Re: [PATCH v6 0/2] Block layer support ZAC/ZBC commands

Damien Le Moal <Damien.LeMoal@xxxxxxxx> · Wed, 3 Aug 2016 01:29:27 +0000

Hannes, Shaun,

Let me add some more comments.

> On Aug 2, 2016, at 23:35, Hannes Reinecke <hare@xxxxxxx> wrote:
> 
> On 08/01/2016 07:07 PM, Shaun Tancheff wrote:
>> On Mon, Aug 1, 2016 at 4:41 AM, Christoph Hellwig <hch@xxxxxx> wrote:
>>> 
>>> Can you please integrate this with Hannes series so that it uses
>>> his cache of the zone information?
>> 
>> Adding Hannes and Damien to Cc.
>> 
>> Christoph,
>> 
>> I can make a patch the marshal Hannes' RB-Tree into to a block report, that is
>> quite simple. I can even have the open/close/reset zone commands update the
>> RB-Tree .. the non-private parts anyway. I would prefer to do this around the
>> CONFIG_SD_ZBC support, offering the existing type of patch for setups that do
>> not need the RB-Tree to function with zoned media.
>> 
>> I do still have concerns with the approach which I have shared in smaller
>> forums but perhaps I have to bring them to this group.
>> 
>> First is the memory consumption. This isn't really much of a concern for large
>> servers with few drives but I think the embedded NAS market will grumble as
>> well as the large data pods trying to stuff 300+ drives in a chassis.
>> 
>> As of now the RB-Tree needs to hold ~30000 zones.
>> sizeof() reports struct blk_zone to use 120 bytes on x86_64. This yields
>> around 3.5 MB per zoned drive attached.
>> Which is fine if it is really needed, but most of it is fixed information
>> and it can be significantly condensed (I have proposed 8 bytes per zone held
>> in an array as more than adequate). Worse is that the crucial piece of
>> information, the current wp needed for scheduling the next write, is mostly
>> out of date because it is updated only after the write completes and zones
>> being actively written to must work off of the last location / size that was
>> submitted, not completed. The work around is for that tracking to be handled
>> in the private_data member. I am not saying that updating the wp on
>> completing a write isn’t important, I am saying that the bi_end_io hook is
>> the existing hook that works just fine.
>> 
> Which _actually_ is not true; with my patches I'll update the write
> pointer prior to submit the I/O (on the reasoning that most of the time
> I/O will succeed) and re-read the zone information if an I/O failed.
> (Which I'll have to do anyway as after an I/O failure the write pointer
> status is not clearly defined.)
> 
> I have thought about condensing the RB tree information, but then I
> figured that for 'real' SMR handling we cannot assume all zones are of
> fixed size, and hence we need all the information there.
> Any condensing method would assume a given structure of the zones, which
> the standard just doesn't provide.
> Or am I missing something here?

Indeed, the standards do not mandate any particular zone configuration,
constant zone size, etc. So writing code so that can be handled is certainly
the right way of doing things. However, if we decide to go forward with
mapping RESET WRITE POINTER command to DISCARD, then at least a constant
zone size (minus the last zone as you said) must be assumed, and that
information can be removed from the entries in the RB tree (as it will be
saved for the sysfs "zone_size" file anyway. Adding a little code to handle
that eventual last runt zone with a different size is not a big problem.

> 
> As for write pointer handling: yes, the write pointer on the zones is
> not really useful for upper-level usage.
> Where we do need it is to detect I/O which is crossing the write pointer
> (eg when doing reads over the entire zone).
> As per spec you will be getting an I/O error here, so we need to split
> the I/O on the write pointer to get valid results back.

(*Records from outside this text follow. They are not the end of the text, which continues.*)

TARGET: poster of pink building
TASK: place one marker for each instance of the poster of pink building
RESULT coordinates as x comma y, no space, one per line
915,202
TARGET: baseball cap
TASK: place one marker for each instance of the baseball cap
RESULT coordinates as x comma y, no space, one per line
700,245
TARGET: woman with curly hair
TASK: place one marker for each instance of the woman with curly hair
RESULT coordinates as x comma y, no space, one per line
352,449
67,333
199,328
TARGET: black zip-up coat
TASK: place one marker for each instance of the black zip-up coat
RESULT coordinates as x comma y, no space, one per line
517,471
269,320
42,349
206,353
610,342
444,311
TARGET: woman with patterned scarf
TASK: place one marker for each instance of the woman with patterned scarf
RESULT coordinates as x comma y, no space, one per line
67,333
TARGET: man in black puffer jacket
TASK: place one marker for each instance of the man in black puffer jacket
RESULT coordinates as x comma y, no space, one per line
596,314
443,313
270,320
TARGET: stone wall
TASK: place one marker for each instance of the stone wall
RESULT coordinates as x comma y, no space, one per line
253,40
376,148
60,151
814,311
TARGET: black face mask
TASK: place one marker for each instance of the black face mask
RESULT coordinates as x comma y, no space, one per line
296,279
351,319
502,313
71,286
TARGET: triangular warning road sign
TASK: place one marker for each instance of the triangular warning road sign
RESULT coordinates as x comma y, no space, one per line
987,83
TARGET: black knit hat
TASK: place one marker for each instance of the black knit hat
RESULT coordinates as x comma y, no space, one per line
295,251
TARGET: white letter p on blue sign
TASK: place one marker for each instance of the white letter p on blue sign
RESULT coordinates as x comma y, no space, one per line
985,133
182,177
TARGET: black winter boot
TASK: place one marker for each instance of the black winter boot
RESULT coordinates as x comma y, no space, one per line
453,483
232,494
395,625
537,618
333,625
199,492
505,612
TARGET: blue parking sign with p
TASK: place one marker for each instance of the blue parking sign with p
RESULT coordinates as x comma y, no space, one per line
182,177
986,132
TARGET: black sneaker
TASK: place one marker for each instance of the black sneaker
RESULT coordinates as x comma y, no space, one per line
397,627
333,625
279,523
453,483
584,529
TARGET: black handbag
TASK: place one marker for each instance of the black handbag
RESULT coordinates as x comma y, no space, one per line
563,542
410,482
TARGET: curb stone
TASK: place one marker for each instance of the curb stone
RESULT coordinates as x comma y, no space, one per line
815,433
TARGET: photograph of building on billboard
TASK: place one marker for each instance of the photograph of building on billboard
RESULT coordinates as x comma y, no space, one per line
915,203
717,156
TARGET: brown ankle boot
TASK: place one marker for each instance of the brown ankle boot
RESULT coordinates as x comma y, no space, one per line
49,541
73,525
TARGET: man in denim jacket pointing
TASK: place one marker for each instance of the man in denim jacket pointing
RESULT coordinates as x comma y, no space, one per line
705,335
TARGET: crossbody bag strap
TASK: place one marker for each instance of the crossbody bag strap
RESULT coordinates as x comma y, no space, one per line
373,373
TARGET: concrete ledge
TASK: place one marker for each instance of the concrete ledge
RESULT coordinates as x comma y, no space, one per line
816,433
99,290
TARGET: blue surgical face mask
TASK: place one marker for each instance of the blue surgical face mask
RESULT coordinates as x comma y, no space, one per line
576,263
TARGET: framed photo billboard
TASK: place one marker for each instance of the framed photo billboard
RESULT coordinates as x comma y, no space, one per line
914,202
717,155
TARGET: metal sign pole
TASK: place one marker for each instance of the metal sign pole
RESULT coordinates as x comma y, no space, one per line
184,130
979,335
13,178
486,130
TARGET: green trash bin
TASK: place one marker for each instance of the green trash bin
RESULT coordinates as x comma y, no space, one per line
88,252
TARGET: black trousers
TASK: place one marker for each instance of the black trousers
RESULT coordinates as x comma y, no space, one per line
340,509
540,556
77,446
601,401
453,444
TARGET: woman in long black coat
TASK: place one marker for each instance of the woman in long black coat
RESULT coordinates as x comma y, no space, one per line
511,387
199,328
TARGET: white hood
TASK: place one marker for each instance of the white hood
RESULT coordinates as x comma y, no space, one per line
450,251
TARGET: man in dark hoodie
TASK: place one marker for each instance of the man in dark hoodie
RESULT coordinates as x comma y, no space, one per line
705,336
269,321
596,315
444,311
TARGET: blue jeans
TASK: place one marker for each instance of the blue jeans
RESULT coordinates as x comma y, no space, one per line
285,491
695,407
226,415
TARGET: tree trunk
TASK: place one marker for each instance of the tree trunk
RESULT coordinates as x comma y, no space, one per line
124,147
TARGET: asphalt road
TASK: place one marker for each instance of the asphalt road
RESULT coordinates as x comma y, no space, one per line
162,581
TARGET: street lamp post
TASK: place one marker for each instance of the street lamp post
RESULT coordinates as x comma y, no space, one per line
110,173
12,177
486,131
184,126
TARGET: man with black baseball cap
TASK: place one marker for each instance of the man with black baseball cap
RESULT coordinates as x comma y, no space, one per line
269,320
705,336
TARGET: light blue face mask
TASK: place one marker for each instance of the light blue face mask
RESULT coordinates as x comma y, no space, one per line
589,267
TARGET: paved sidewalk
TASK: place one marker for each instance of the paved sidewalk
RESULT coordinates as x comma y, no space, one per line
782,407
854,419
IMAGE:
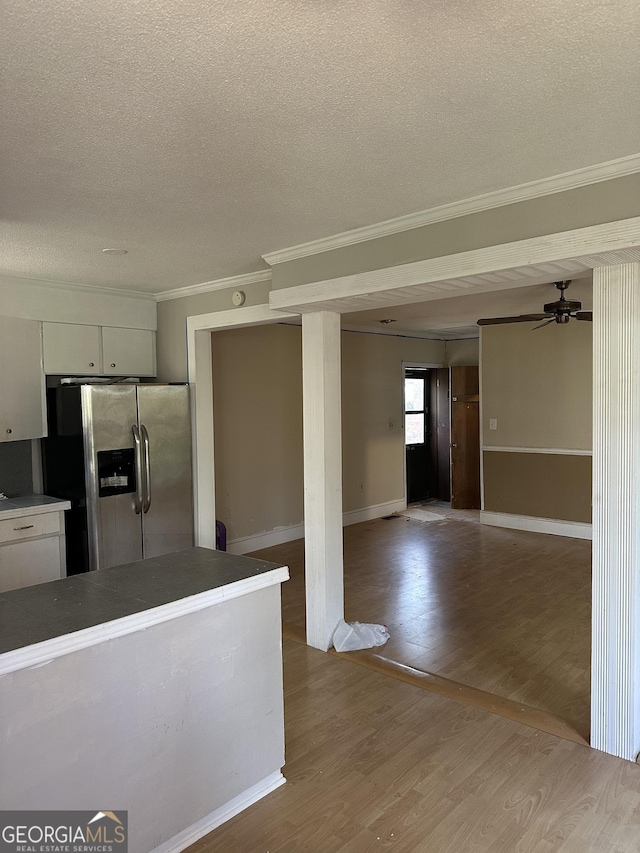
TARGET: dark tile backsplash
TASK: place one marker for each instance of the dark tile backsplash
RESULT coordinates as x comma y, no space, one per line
16,476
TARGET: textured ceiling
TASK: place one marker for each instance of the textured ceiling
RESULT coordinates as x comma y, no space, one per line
456,317
200,136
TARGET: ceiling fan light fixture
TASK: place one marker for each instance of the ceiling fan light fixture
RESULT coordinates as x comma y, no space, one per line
560,311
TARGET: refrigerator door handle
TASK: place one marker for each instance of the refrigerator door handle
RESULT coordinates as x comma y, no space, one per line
137,502
147,467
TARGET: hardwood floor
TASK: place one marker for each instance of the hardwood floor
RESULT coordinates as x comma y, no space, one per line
373,763
502,611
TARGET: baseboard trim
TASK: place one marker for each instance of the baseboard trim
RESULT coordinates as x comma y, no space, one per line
355,516
224,813
554,526
258,541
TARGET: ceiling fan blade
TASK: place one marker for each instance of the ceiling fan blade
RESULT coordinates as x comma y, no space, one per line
523,318
546,323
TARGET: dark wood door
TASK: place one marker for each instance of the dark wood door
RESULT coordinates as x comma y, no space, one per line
416,432
465,438
440,458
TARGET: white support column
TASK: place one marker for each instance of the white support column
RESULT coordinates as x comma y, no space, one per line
321,385
201,382
615,691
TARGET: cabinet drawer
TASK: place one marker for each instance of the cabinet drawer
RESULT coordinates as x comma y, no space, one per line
15,529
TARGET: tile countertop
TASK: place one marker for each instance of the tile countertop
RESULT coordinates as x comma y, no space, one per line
49,619
31,505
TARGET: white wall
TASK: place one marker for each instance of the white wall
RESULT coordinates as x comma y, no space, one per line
68,303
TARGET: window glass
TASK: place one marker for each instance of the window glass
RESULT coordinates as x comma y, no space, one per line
414,429
414,395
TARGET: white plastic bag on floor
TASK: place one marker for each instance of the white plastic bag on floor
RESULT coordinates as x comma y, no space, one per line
350,636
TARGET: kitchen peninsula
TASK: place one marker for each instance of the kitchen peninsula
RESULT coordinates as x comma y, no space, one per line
154,687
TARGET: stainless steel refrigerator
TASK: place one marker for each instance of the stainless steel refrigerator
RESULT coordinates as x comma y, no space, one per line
121,453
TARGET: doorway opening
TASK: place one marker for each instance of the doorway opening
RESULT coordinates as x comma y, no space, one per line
427,433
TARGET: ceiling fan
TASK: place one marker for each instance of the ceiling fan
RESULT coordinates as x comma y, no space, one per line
560,311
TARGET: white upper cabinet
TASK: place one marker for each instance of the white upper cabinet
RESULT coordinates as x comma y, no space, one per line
22,413
128,351
71,349
77,350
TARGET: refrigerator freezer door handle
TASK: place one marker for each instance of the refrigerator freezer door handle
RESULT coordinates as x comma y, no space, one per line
147,468
139,472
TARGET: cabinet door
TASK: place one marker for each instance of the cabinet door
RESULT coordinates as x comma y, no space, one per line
128,352
71,349
28,563
22,413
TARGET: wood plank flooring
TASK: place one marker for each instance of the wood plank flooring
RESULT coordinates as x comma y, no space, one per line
374,764
503,611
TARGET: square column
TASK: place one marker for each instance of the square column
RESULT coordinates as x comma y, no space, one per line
615,690
321,388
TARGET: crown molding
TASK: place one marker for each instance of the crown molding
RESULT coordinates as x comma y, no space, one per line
76,287
236,281
499,198
534,260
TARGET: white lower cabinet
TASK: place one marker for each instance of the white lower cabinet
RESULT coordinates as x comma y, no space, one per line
28,563
32,547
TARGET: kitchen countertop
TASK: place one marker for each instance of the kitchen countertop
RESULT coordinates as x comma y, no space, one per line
31,505
44,621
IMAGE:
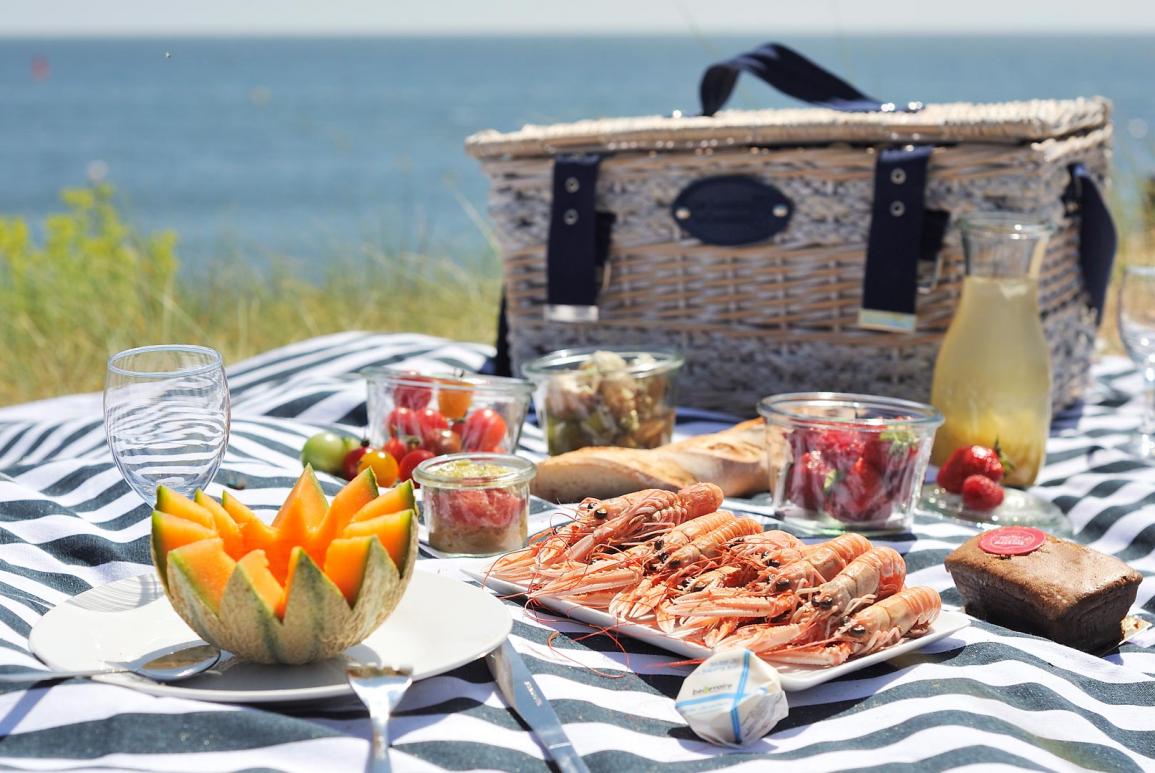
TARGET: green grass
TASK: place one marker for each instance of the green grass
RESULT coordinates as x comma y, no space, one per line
89,285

To be precise here, the I/O splitting will be handled by the block layer
thanks to the "chunk_sectors" setting. But that relies on a constant zone
size assumption too.

The RB-tree here is most useful for reads over or after the write pointer as
this can have different behavior on different drives (URSWRZ bit). The RB-tree
allows us to hide these differences to upper layers and simplify support at
those levels.

I too agree that the write pointer value is not very useful to upper layers
(e.g. FS). What matters most of the times for these layers is an "allocation
pointer" or "submission pointer" which indicates the LBA to use for the next
BIO submission. That LBA will most of the time be in advance of the zone WP
because of request queing in the block scheduler.
Note that from what we have done already, in many cases, upper layers do not
even need this (e.g. F2FS, btrfs) and work fine without needing *any* 
zone->private_data because that "allocation pointer" information generally
already exists in a different form (e.g. a bit in a bitmap).
For these cases, not having the RB-tree of zones would force a lot
more code to be added to file systems for SMR support.

> 
>> This all tails into domain responsibility. With the RB-Tree doing half of the
>> work and the ‘responsible’ domain handling the active path via private_data
>> why have the split at all? It seems to be a double work to have second object
>> tracking the first so that I/O scheduling can function.
>> 
> Tracking the zone states via RB trees is mainly to handly host-managed
> drives seamlessly. Without an RB tree we will be subjected to I/O errors
> during boot, as eg with new drives we inevitably will try to read beyond
> the write pointer, which in turn will generate I/O errors on certain drives.
> I do agree that there is no strict need to setup an RB tree for
> host-aware drives; I can easily add an attribute/flag to disable RB
> trees for those.
> However, tracking zone information in the RB tree _dramatically_ speeds
> up device initialisation; issuing a blkdev_discard() for the entire
> drive will take _ages_ without it.

And the RB-tree will also be very useful for speeding up report zones
ioctls too. Unless we want those to force an update of the RB-tree information ?

> 
>> Finally is the error handling path when the RB-Tree encounters and error it
>> attempts to requery the drive topology virtually guaranteeing that the
>> private_data is now out-of-sync with the RB-Tree. Again this is something
>> that can be better encapsulated in the bi_end_io to be informed of the
>> failed I/O and schedule the appropriate recovery (including re-querying the
>> zone information of the affected zone(s)).
>> 
> Well, if we have an RB tree with write pointers of course we need to
> re-read the zone information on failure (and I thought I did that?).
> Plus the error information will be propagated via the usual mechanism,
> so they need to take care of updating any information in ->private_data.
> 
> I'm perfectly fine with integrating your patches for the various
> blkdev_XX callouts and associated ioctls; Jens favours that approach,
> too, so we should be combining those efforts.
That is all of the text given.